Paper Structure (11 sections, 1 equation, 4 figures, 5 tables, 1 algorithm)

This paper contains 11 sections, 1 equation, 4 figures, 5 tables, 1 algorithm.

Figures (4)

  • Figure 1: Phrase Extraction and Other Resource Generation for Explainable Depression Detection. The red circles containing C1, C2, and C3 denote our contributions. C1 represents the adaptation of the CLEF eRisk dataset; C2 shows the development of PHQ-9-based depression ontology, C3.a displays part 'a' our third contribution of this work, which is the development of depression-specific phrase embedding matrix, and C3.b is the knowledge-infused cross-attention network for explainable depression detection.
  • Figure 2: Overview of PSAT model. Nine cross-attention (CA) blocks represent the Nine PHQ-9 questions. $n$ represents the number of topical phrases in a user document to map to the PHQ-9 ontology. $d$ is the embedding. PSAT allows visualization of PHQ-9-level attentions (represented in different colors) as application-relevant explanations useful for MHPs.
  • Figure 3: The AKC Scores attained by PSAT on PRIMATE (PRIM), CLEF e-Risk (CLEF), and CAMS demonstrate the impact of cross-attention blocks. PSAT's higher range of AKC scores indicates its ability to utilize cross-attention effectively to exclude less relevant PHQ-9 questions, thus influencing the quality of explanations and the results.
  • Figure 4: Illustration of the process followed by PHQ-9 Class Visualizer in mapping attention words of PSAT to PHQ-9-DO. The SNOMED-CT IDs in round boxes demonstrate a trace to clinically grounded concepts.

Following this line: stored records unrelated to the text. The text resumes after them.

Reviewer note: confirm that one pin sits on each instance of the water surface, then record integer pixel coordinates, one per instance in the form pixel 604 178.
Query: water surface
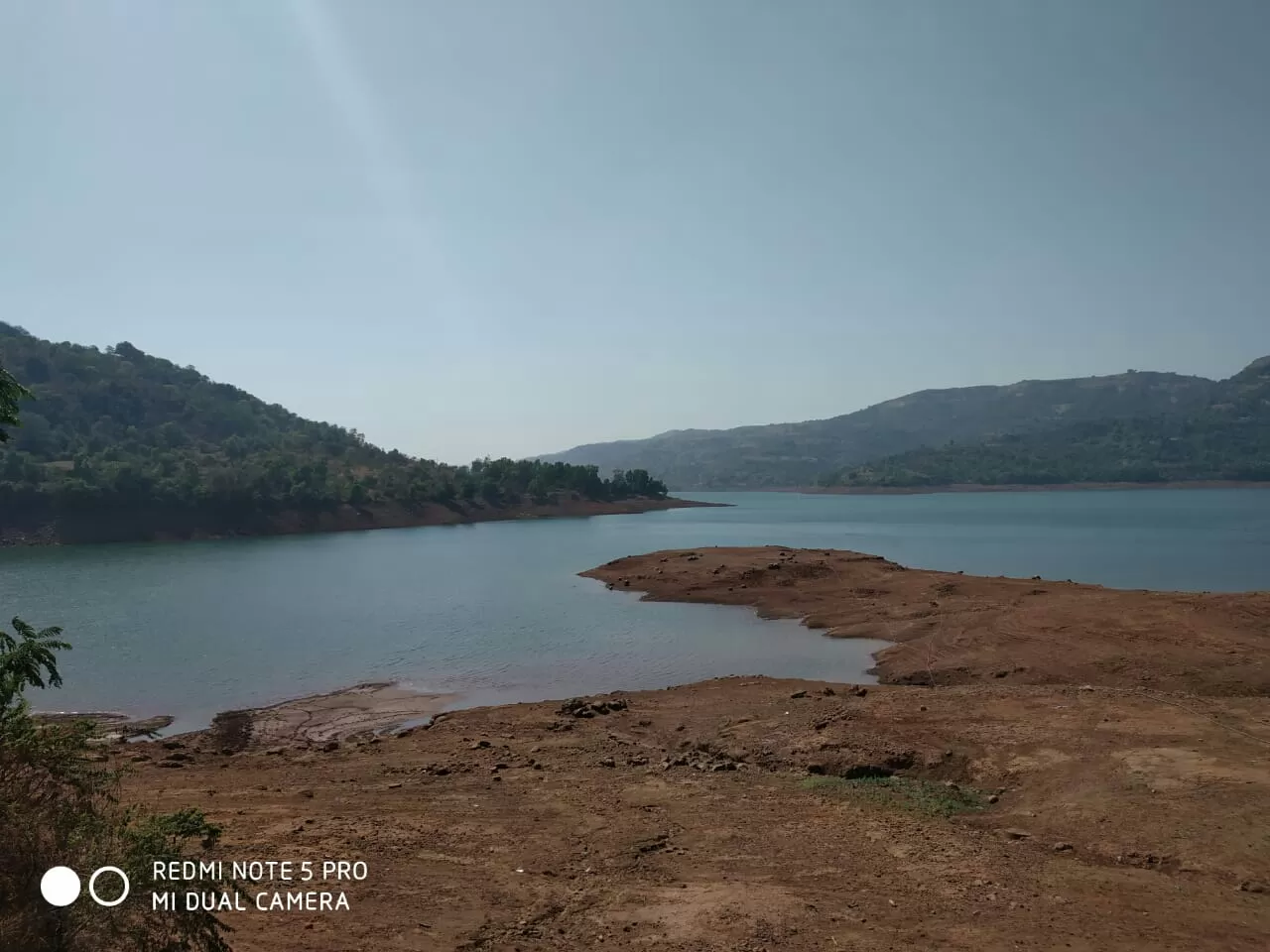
pixel 495 611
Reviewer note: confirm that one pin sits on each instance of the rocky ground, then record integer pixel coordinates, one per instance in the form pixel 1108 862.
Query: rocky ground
pixel 749 814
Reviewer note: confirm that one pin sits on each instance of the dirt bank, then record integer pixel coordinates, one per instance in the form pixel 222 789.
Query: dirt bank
pixel 168 526
pixel 953 629
pixel 714 816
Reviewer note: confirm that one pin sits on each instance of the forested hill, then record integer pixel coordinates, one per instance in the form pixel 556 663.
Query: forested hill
pixel 802 453
pixel 119 444
pixel 1227 439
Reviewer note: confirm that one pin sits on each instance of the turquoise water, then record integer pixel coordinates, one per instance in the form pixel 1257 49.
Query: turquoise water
pixel 497 612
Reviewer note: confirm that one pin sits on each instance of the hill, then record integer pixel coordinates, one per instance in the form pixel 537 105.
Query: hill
pixel 1225 439
pixel 802 453
pixel 121 444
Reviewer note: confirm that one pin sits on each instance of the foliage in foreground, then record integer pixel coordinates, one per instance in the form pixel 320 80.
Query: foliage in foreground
pixel 59 807
pixel 901 792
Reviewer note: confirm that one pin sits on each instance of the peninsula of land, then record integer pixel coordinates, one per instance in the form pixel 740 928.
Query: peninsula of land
pixel 1046 766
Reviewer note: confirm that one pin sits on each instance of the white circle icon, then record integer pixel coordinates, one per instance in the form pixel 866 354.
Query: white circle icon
pixel 60 887
pixel 91 887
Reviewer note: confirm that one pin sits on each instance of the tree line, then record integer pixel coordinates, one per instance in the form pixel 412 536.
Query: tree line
pixel 123 429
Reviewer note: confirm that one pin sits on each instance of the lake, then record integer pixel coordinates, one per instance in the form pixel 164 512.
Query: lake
pixel 495 611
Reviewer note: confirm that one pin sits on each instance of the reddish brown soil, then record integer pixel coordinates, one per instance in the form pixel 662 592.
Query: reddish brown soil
pixel 953 629
pixel 585 838
pixel 1107 812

These mapped concepts are then utilized to produce explanations as presented in Table \ref{['tab:hlex']}. Additionally, a contrast is drawn by showcasing ClinicalT5's attention, which highlights the entire text and gives low weight to important clinical concepts. More examples of explanations are provided in supplementary material from CLEF eRisk (page 2), CAMS (pages: 3-7), and PRIMATE (pages: 8-11).